En el segundo round, el compadrito Scioli repuntó con ganas. Apeló, por primera en toda su campaña, a la picardía argentina: asestó un golpe ligero pero efectivo: "¿Cómo va a resolver el narcotráfico si no resolvió el tema de los trapitos?". El problema de su estrategia de ataque era que, cuando le tocaba hablar de sus propios propuestas, empleaba la mitad del tiempo para describir el programa imaginado del contrincante. Presentadas de esta forma, las estocadas no tocaban directamente a Macri si no a una especie de piñata de la amenaza que Macri representa para el kirchnerismo, con el que Scioli se identificó para su estrategia de ataque. Cuando le espetó: "¿Por qué votaste contra la nacionalización de YPF, Anses, el matrimonio igualitario y las cosas que ahora decís defender?", Macri ignoró la pregunta.

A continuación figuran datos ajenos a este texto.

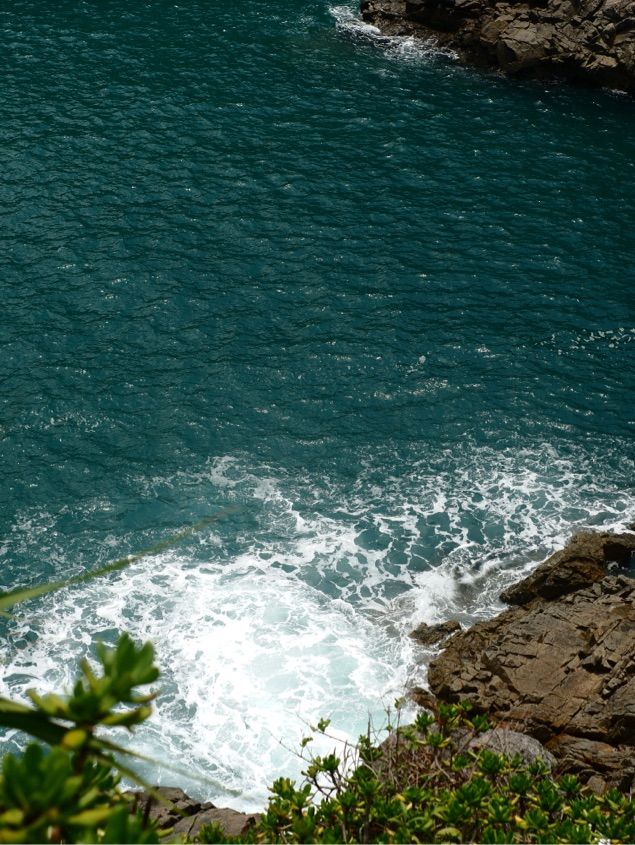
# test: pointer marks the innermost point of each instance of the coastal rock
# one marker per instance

El compadrito Scioli jugó a una nostalgia de Juan Domingo Perón, al peronismo primigenio: habló de "compañeros trabajadores", contrapuso el rol del Estado contra la influencia extranjera en términos absolutos, como si la Argentina todavía viviera en los años 1950. Incluso su rubia esposa Karina Rabolini, vestida con un atuendo estilo años 1960, reforzaba esta postal de sepia con su rodete que evoca el estilo capilar de la inolvidable Evita. Reminiscencias semióticas a un pasado con el que renovar el peronismo a fuerza de más pasado.
El compadrito Macri, por su parte, apelaba a una simbología del trabajo profesional actual: sin corbata, habló de la colaboración entre la actividad privada y el Estado. Macri encarna una especie de compadrito globalizado, con un discurso de gobierno abierto propio de la política del siglo XXI. Pero con toda su modernidad, Macri no deja de ser un caudillo: armó un partido él solo y, si bien es cierto que su método de trabajo enfatiza el rol de los "equipos", toda la gente que lo rodea declara amarlo con locura, como si fuera un Dalai Lama secular.
Como siempre, a los compadritos hay que verlos en su contexto barrial. El compadrito Macri quiere cortar lazos con el bolchevismo caribeño y fue explícito en su deseo de que Argentina deje de ser un capítulo de la saga del chavismo en Latinoamérica. El malevo Scioli se mostró conforme con el vecindario actual; no objetó los cotorros antirrepublicanos que actualmente circundan a Argentina, como Venezuela, Ecuador e Irán.
Como enseña el tango, no hay guapo argentino que se precie sin su prenda. El duelo de los guapos terminó con una estampa donde todo el Tánatos de la contienda concluyó en una proyección de sexo subliminal. La morocha argentina Juliana Awada se llevó todas las miradas y asestó un beso pleno en la cara de Macri, con un abrazo de milonga sentimental, mientras Scioli los miraba a un costado; instantes después, Scioli le corrió la boca a su propia esposa Karina cuando ella se acercó sonriente a saludarlo y abrazarlo. La imagen se viralizó y provocó tantas reacciones que incluso Sandra Mendoza, la inefable diputada y kinesióloga chaqueña, tuiteó: "Voto peronismo, @danielscioli sugiero hagan el amor o sexo tántrico". ¿Podrá el compadrito Macri desbancar el fantasma sexual nacional que identifica al peronista como el más diestro para enlazar, montar y poner al trote a la Nación?
La autora es escritora y periodista. Su último libro es "Las constelaciones oscuras" (Sudamericana).